Splitting one record into many

expand can also fan out events:

  • Delimited strings: set event-field to the destination field name and provide a delimiter.

    - expand:
    input-field: hosts
    event-field: host
    delim: '\n'
    remove: true
    # Emits one event per host while preserving other fields
  • JSON arrays: enable event-expand: true and optionally list JSON Pointers in event-skip-list to keep nested arrays intact.

    - expand:
    input-field: results
    event-expand: true
    event-skip-list:
    - /metadata

Preparing non-JSON output

Hotrod’s raw action is gone; instead, use collapse or templates to stage formatted payloads before sending them to exec, HTTP, or message outputs.

  • Build CSV or key/value strings with collapse:

    - collapse:
    output-field: payload
    format: kv
    delim: ' '
    key-value-delim: '='
    input-fields: [tenant, host, status]
    output:
    http-post:
    url: https://collector.example.com/ingest
    body-field: payload
  • Prefix structured logs (for example, @cee:) with add templates:

    - add:
    template-result-field: cee_line
    template: |
    @cee: {"status":"${status}","detail":"${detail}"}
    output:
    exec:
    command: 'logger -t lyftdata'
    input-field: cee_line
  • For multi-line bodies, render them into a template-result-field and point http-post.body-field or exec.input-field at that field so the action sends your custom text untouched.

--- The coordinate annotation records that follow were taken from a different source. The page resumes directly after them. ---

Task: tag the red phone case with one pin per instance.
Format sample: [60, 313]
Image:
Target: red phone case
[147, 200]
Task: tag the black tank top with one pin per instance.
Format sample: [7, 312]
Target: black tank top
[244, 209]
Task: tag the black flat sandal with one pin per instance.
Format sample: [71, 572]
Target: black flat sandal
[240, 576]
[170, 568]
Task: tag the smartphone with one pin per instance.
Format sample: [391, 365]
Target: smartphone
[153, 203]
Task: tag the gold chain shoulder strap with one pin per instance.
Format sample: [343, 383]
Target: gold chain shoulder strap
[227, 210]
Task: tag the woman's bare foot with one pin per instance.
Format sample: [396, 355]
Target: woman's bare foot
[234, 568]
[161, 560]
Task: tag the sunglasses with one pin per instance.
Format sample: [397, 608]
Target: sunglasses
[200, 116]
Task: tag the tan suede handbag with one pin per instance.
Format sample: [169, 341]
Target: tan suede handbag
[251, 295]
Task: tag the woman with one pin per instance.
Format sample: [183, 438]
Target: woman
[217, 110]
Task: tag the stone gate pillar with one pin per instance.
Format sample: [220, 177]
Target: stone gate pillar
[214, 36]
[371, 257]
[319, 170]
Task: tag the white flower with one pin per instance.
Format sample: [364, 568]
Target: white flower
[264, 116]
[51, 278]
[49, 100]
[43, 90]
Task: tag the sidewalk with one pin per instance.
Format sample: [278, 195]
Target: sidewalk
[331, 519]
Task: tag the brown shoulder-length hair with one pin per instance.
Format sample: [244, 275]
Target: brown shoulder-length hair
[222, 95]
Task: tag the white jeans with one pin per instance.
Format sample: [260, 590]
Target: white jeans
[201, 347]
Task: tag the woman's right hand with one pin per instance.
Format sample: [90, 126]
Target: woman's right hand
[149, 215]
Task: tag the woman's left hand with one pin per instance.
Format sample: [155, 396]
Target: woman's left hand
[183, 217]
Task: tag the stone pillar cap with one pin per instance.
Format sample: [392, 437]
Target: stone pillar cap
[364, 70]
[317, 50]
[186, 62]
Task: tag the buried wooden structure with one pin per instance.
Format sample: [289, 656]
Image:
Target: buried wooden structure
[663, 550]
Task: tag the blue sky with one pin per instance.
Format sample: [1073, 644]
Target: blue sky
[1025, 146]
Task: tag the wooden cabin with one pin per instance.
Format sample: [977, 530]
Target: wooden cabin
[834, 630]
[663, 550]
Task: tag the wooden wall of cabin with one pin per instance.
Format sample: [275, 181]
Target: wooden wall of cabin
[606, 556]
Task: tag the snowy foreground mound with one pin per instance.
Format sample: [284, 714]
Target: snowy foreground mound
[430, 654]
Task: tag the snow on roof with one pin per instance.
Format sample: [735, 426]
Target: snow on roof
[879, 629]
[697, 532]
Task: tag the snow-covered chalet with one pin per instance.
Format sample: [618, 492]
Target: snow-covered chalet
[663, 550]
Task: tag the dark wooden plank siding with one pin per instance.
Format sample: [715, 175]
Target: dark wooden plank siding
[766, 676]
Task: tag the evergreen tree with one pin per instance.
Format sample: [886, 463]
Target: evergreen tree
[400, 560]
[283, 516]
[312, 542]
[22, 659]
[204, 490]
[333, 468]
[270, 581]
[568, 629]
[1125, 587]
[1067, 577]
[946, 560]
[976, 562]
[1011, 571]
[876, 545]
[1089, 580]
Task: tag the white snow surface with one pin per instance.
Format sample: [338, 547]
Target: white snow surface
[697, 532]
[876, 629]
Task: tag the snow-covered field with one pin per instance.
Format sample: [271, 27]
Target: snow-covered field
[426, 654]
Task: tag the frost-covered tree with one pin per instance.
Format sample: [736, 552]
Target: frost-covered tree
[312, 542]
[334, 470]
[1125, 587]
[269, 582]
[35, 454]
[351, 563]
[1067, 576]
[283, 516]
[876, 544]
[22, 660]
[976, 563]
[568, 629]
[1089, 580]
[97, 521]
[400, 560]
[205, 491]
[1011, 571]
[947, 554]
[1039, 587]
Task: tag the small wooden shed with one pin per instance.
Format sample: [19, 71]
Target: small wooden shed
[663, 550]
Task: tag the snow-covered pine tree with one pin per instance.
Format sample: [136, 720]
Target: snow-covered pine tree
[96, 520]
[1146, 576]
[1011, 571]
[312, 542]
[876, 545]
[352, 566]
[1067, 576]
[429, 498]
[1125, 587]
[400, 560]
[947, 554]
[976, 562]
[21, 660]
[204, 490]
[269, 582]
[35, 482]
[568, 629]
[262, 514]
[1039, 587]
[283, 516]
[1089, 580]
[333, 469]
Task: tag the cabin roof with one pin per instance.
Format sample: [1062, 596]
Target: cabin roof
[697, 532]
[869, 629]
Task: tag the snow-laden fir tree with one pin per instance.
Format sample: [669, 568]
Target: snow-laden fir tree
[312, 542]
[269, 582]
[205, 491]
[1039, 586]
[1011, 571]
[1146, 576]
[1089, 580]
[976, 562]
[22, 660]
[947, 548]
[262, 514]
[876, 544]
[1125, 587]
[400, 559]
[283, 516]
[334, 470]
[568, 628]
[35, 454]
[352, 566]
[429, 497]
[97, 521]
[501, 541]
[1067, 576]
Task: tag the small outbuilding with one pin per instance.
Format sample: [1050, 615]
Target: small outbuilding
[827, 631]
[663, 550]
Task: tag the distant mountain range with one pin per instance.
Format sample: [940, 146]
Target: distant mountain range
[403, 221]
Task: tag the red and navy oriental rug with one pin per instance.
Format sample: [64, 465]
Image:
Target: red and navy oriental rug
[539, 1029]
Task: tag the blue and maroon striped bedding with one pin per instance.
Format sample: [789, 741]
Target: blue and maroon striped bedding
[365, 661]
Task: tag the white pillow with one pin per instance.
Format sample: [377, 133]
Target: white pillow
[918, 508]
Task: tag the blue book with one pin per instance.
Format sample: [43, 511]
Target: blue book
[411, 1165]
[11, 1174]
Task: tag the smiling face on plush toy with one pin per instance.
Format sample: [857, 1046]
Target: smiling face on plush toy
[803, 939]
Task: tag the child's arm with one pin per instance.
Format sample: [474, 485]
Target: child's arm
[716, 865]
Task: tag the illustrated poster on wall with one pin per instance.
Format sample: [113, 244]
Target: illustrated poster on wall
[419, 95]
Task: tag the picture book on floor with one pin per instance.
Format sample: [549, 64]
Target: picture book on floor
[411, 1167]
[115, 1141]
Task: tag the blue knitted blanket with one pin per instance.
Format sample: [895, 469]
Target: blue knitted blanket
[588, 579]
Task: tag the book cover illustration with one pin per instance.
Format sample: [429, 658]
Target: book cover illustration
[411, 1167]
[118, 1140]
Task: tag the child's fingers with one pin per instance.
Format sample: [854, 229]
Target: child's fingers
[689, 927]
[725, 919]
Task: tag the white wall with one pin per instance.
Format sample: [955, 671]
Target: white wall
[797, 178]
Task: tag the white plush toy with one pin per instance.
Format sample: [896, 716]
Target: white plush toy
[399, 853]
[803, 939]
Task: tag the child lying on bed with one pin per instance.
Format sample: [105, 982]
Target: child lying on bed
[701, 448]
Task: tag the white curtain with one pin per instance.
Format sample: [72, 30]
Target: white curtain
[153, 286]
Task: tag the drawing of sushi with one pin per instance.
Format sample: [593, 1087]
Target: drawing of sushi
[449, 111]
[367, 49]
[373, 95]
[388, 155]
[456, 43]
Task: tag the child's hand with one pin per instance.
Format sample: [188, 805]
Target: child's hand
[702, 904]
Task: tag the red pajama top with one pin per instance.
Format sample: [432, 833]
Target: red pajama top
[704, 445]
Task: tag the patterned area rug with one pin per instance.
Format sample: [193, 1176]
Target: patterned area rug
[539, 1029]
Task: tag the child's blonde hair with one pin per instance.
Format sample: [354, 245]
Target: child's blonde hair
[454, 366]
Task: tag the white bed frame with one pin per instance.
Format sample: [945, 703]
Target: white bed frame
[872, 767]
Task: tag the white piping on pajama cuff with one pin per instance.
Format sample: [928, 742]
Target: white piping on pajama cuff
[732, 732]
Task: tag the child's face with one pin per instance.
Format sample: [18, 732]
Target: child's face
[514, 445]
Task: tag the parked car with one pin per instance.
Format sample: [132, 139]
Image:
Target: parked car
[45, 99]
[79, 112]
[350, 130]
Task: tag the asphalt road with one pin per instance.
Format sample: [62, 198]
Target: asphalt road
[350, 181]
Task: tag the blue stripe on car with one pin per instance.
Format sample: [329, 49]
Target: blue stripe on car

Handy toggles and safeguards

  • remove: drop source fields after expansion so you do not keep both _raw and the parsed JSON.
  • warnings / suppress-warnings: control whether parsing errors attach job attachments.
  • document-mode (inputs) and document-start (actions): reset state when reading batched files or archives.
  • drop on extract: stop events cold when the pattern fails, which is useful for validation pipelines.

Mastering these primitives gives you the same reach Hotrod offered, but with Lyft Data’s structured runtime. Parse raw feeds, reshape them into clean JSON, and emit exactly what your downstream systems expect.